Where standing alone / By a broken pay phone / Was a girl the child said / Could no longer get home

And the snow it was falling / The neon was calling / The bartender turned / And said , not that I care / But how would you know this? / The child said I've noticed / If one could be home / They'd be all ready there

I began to increase my intensity and get louder. My heart thumped harder as I began to inject the emotions I felt that night into my song, a song that told the story of this wonderful place better than anything else. I would later wonder if somehow, that band had been here and used the Blind Pig as the inspiration for it. My voice told a story that was not what was written down. I sung my song that night, the song of a busted, burned out bum who was given a second chance by not friends or even relatives, but strangers who had seen a burned out young soul and give it a second chance to rise from the ashes. The song naturally rose in intensity as I started on the bridge.

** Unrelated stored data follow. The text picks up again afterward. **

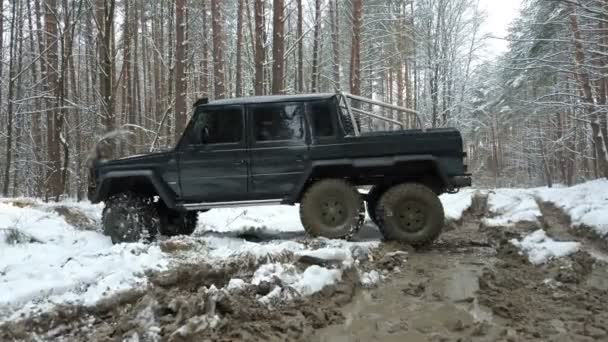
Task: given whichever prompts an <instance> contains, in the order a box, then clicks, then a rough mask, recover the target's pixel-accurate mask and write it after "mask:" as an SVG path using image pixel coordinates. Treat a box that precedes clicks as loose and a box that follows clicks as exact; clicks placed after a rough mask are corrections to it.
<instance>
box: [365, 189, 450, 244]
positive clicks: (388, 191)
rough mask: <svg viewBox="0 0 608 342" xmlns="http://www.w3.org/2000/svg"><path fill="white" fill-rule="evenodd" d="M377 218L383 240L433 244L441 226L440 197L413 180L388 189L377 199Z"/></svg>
mask: <svg viewBox="0 0 608 342" xmlns="http://www.w3.org/2000/svg"><path fill="white" fill-rule="evenodd" d="M376 217H377V219H378V223H379V225H378V227H379V228H380V231H381V232H382V234H383V235H384V238H385V239H387V240H397V241H401V242H405V243H408V244H411V245H415V246H420V245H426V244H430V243H432V242H433V241H434V240H435V239H436V238H437V237H438V236H439V235H440V234H441V230H442V229H443V225H444V212H443V205H442V204H441V201H440V200H439V197H438V196H437V195H436V194H435V193H434V192H433V190H431V189H430V188H428V187H426V186H424V185H421V184H416V183H406V184H401V185H396V186H394V187H392V188H390V189H388V190H387V191H386V192H385V193H384V194H383V195H382V197H381V198H380V201H379V202H378V207H377V208H376Z"/></svg>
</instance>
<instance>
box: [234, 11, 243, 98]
mask: <svg viewBox="0 0 608 342" xmlns="http://www.w3.org/2000/svg"><path fill="white" fill-rule="evenodd" d="M244 10H245V0H239V8H238V10H237V11H238V13H237V24H236V90H235V93H236V97H241V96H243V11H244Z"/></svg>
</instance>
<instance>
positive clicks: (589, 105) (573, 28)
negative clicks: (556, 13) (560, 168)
mask: <svg viewBox="0 0 608 342" xmlns="http://www.w3.org/2000/svg"><path fill="white" fill-rule="evenodd" d="M570 10H571V11H572V13H571V14H570V28H571V30H572V36H573V40H574V62H575V68H576V75H577V79H578V81H579V83H580V86H581V88H582V91H583V100H584V101H585V110H586V112H587V114H588V115H589V118H590V125H591V131H592V134H593V143H594V147H595V155H596V158H597V164H598V168H599V171H600V174H601V175H602V176H603V177H608V160H607V156H606V151H605V150H604V142H603V139H602V134H601V130H600V122H599V116H598V114H597V112H596V108H595V105H594V101H593V91H592V89H591V81H590V79H589V74H588V73H587V71H586V70H585V53H584V48H583V43H582V38H581V33H580V31H579V28H578V19H577V17H576V12H575V11H574V7H573V6H572V5H570Z"/></svg>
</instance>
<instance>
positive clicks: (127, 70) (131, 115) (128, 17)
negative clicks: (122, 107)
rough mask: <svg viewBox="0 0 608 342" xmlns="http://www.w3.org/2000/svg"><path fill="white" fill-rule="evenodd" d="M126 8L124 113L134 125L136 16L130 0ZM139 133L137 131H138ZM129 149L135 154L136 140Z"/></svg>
mask: <svg viewBox="0 0 608 342" xmlns="http://www.w3.org/2000/svg"><path fill="white" fill-rule="evenodd" d="M124 10H125V13H124V15H125V18H124V23H123V57H122V62H123V80H124V82H123V86H122V88H123V101H122V105H123V113H124V115H125V116H126V118H127V124H129V125H134V124H135V112H134V108H133V107H132V105H133V88H132V85H131V82H132V80H131V66H132V60H131V38H132V37H131V36H132V33H131V21H132V20H134V18H132V17H131V15H130V14H131V13H130V11H129V1H125V3H124ZM136 134H137V132H136ZM127 151H128V153H129V154H130V155H132V154H135V144H134V141H130V142H129V143H128V145H127Z"/></svg>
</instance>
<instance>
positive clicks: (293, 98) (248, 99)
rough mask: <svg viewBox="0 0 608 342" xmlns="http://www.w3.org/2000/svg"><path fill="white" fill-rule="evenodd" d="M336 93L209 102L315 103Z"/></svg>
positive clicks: (254, 97) (307, 94)
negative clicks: (315, 102)
mask: <svg viewBox="0 0 608 342" xmlns="http://www.w3.org/2000/svg"><path fill="white" fill-rule="evenodd" d="M333 96H336V94H335V93H315V94H299V95H269V96H250V97H237V98H232V99H223V100H216V101H211V102H209V105H211V106H216V105H240V104H256V103H272V102H289V101H314V100H326V99H329V98H331V97H333Z"/></svg>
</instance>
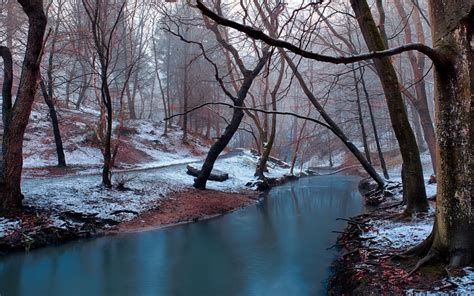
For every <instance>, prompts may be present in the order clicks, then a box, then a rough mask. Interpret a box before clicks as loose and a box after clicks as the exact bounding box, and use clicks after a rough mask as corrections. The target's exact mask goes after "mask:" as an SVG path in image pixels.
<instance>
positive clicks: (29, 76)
mask: <svg viewBox="0 0 474 296" xmlns="http://www.w3.org/2000/svg"><path fill="white" fill-rule="evenodd" d="M18 2H19V3H20V5H21V6H22V8H23V11H24V12H25V13H26V15H27V16H28V22H29V25H28V37H27V45H26V52H25V58H24V60H23V66H22V72H21V77H20V84H19V88H18V93H17V96H16V101H15V104H14V106H13V108H12V110H11V116H10V120H11V123H12V124H11V125H9V126H8V129H7V130H5V132H4V136H3V137H4V139H3V140H4V147H5V150H4V151H3V153H4V154H3V156H4V163H3V176H4V178H3V180H0V209H3V210H13V209H18V208H21V201H22V199H23V195H22V194H21V172H22V168H23V138H24V134H25V129H26V126H27V124H28V119H29V116H30V113H31V108H32V106H33V101H34V98H35V94H36V92H37V90H38V81H39V78H40V62H41V57H42V51H43V37H44V33H45V29H46V16H45V14H44V11H43V1H41V0H18Z"/></svg>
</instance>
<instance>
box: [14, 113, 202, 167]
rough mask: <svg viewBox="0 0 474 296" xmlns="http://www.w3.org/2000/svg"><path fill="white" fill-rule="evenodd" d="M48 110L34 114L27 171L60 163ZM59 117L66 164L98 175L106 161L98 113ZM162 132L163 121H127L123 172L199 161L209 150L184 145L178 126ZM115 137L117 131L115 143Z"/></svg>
mask: <svg viewBox="0 0 474 296" xmlns="http://www.w3.org/2000/svg"><path fill="white" fill-rule="evenodd" d="M45 108H46V107H45V106H44V105H43V104H37V105H35V109H34V110H33V111H32V114H31V117H30V122H29V125H28V128H27V131H26V134H25V141H24V148H23V150H24V159H23V163H24V168H36V169H37V168H41V167H47V166H54V165H56V164H57V160H56V159H57V158H56V152H55V143H54V138H53V136H52V129H51V124H50V122H49V121H48V118H47V116H46V114H47V111H46V110H45ZM60 114H61V118H60V130H61V135H62V140H63V146H64V152H65V157H66V162H67V164H68V165H70V166H82V167H84V170H83V171H82V173H83V174H90V173H96V172H97V171H98V169H97V168H99V167H100V166H101V164H102V162H103V156H102V152H101V150H100V145H99V144H98V141H99V140H98V139H97V136H96V134H97V123H98V120H99V117H98V114H97V112H96V111H93V110H81V111H76V110H70V109H67V110H66V109H64V110H61V112H60ZM116 125H117V123H115V126H116ZM163 132H164V123H163V122H153V121H148V120H133V121H125V122H124V127H123V128H122V132H121V136H120V145H119V150H118V156H117V161H116V164H117V165H118V166H119V167H121V168H123V169H130V168H152V167H161V166H166V165H173V164H179V163H186V162H190V161H196V160H199V159H200V158H201V156H202V155H203V154H205V152H206V151H207V148H208V145H207V144H204V143H203V141H202V140H201V139H198V138H194V137H192V136H190V137H189V143H188V144H183V143H182V135H183V133H182V131H181V130H180V129H179V128H177V127H173V128H171V129H170V132H169V133H168V135H167V136H164V135H163ZM116 136H117V135H116V134H115V131H114V135H113V141H114V143H115V140H114V139H115V138H116ZM86 168H87V169H86Z"/></svg>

If you want to arrange it / This world you can change it / If we could somehow make this Christmas thing last

By helping a neighbor / Or even a stranger / And to know who needs help / You need only just ask

I poured out my soul as the song hit its climax, and I hit an intensity that I’d thought I’d never be able to sing again. I didn’t even bother trying to stop the emotion in my voice, and sung out my very being. I revealed more of myself tonight than I did that autumn night, but now I wanted them to know me. Now, I wanted them to see how they rekindled my old flames.

And the cynics will say / That some neighborhood kid / Wandered in on some bums / In the world where they hid

But they weren't there / So they couldn't see / By an old neon star / On that night, Christmas Eve

When the snow it was falling / The neon was calling / And in case you should wonder / In case you should care

Why we're on our own / Never went home / On that night of all nights / We were already there

With that, the song was done. Out of breath and emotionally spent, I smiled and said, “Now I’m not the bartender, and I am not that rich, but everyone’s next drink is on me. Merry Christmas to all of you, and God bless”. I walked over to the bar amid the best thing a singer can ask for. The only signal that the audience accepts him and wishes him to share his gifts: applause.